I will probably expand that thread into a blog post soon, but here I just want to emphasize the basic nature of the decision problem faced by a communications engineer. The goal is to convey some information about a source ${S}$ through a given noisy channel. The relevant random objects are then ${S}$ (the source itself), ${W}$ (the discrete message containing a suitably compressed summary of the source, ${X}$ (the input to the noisy channel), ${Y}$ (the output of the noisy channel), and, finally, ${A}$ (the action taken by the receiver on the basis of ${Y}$ ). The joint probability law of all these random objects factorizes as

$\displaystyle P_{SWXYA} = P_S P_{W|S} P_{X|W} P_{Y|X} P_{A|Y}$

(and here I am simplifying quite a bit and not worrying about time structure, feedback, etc). Of the stochastic kernels making up this factorization, the two things that are not under the control of the system designer are the source probability law ${P_S}$ and the channel transition law ${P_{Y|X}}$ ; everything else is a decision variable — the source code ${P_{|W|S}}$ , the channel code ${P_{X|W}}$ , and the receiver’s action policy ${P_{A|Y}}$ . The overall optimization problem would then be to choose these ingredients to minimize, say, the expected cost ${{\mathbf E}[c(S,A)]}$ , possibly subject to additional constraints, such as input costs for the channel. In some sense, the goal of the system designer is to choose the missing stochastic kernels for an incomplete specification given by just ${P_S}$ and ${P_{Y|X}}$ , and some of these stochastic kernels do have a bearing on the semantics and on the pragmatics of the problem: both the source ${S}$ and the action ${A}$ reflect material events, while all the other objects, i.e., ${W,X,Y}$ , can be simply thought of as symbols that can be manipulated purely syntacticallly, without much thought given to their meaning (i.e., how they relate to ${S}$ and to ${A}$ ) or to their use (why one would want to take an action pertaining to the source in the first place). While the problem of designing channel codes can be plausibly thought of as free of semantics, both the source code and the action policy are interfaces between matter and symbols, and are thus necessarily semantic (cf. Howard Pattee’s work on this).

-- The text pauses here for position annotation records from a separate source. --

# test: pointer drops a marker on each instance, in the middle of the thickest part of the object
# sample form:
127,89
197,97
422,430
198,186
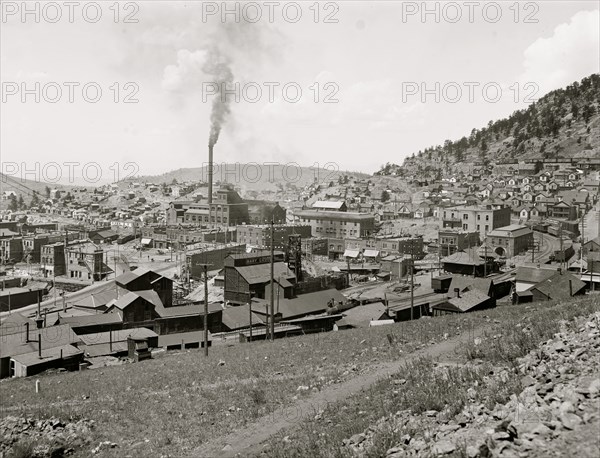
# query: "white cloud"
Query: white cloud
188,69
570,54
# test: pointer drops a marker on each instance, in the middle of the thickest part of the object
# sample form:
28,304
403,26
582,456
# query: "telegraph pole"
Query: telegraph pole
205,307
412,278
250,316
272,280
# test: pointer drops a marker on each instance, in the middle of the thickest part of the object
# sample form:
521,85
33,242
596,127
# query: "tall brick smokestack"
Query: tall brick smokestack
210,177
217,66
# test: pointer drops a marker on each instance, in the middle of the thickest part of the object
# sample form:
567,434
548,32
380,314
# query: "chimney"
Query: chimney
210,173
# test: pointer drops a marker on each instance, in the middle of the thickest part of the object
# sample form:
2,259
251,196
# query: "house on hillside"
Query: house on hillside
362,315
561,286
469,301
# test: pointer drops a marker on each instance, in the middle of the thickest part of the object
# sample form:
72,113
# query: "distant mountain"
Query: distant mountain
26,188
564,123
253,176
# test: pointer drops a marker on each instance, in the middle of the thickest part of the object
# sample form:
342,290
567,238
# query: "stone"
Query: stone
357,439
528,380
594,387
443,447
395,452
566,407
501,436
569,420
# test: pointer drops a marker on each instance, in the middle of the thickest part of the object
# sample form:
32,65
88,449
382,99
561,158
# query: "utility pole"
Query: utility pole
562,254
272,280
205,307
412,279
250,316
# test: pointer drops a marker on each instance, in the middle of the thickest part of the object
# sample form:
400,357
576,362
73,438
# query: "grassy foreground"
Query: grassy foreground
174,403
515,331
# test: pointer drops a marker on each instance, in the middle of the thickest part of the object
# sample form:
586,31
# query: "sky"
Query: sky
377,81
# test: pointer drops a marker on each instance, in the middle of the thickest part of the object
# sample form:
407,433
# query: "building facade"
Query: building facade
259,236
337,224
511,240
453,240
482,219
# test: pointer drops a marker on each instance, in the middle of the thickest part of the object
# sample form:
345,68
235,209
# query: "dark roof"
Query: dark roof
102,298
186,310
309,303
468,300
187,337
469,283
533,274
88,320
126,278
362,315
98,338
50,354
239,317
560,286
52,336
461,257
261,273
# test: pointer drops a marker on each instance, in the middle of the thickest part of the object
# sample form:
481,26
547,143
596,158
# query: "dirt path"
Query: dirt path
248,440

It seems that the transmission sense of Bergstrom and Rosvall could pertain to the structure of the channel input and output alphabets and to the distributional properties of ${X}$ once all the stochastic kernels have been specified. Indeed, in some settings it is possible to argue that the distribution of ${X}$ should be as close as possible to capacity-achieving for the channel ${X \rightarrow Y}$ , i.e., it should maximize the mutual information ${I(X;Y)}$ , and therefore depend only on the channel transition law ${P_{Y|X}}$ and not on any semantic or pragmatic aspects of the overall problem. This, however, will only be true under very special conditions (in particular, we would need to ensure that the source-channel separation principle is valid), and at any rate it is not clear to me that the relevant setting is communication and not control (orchestration of development and growth via formal causes).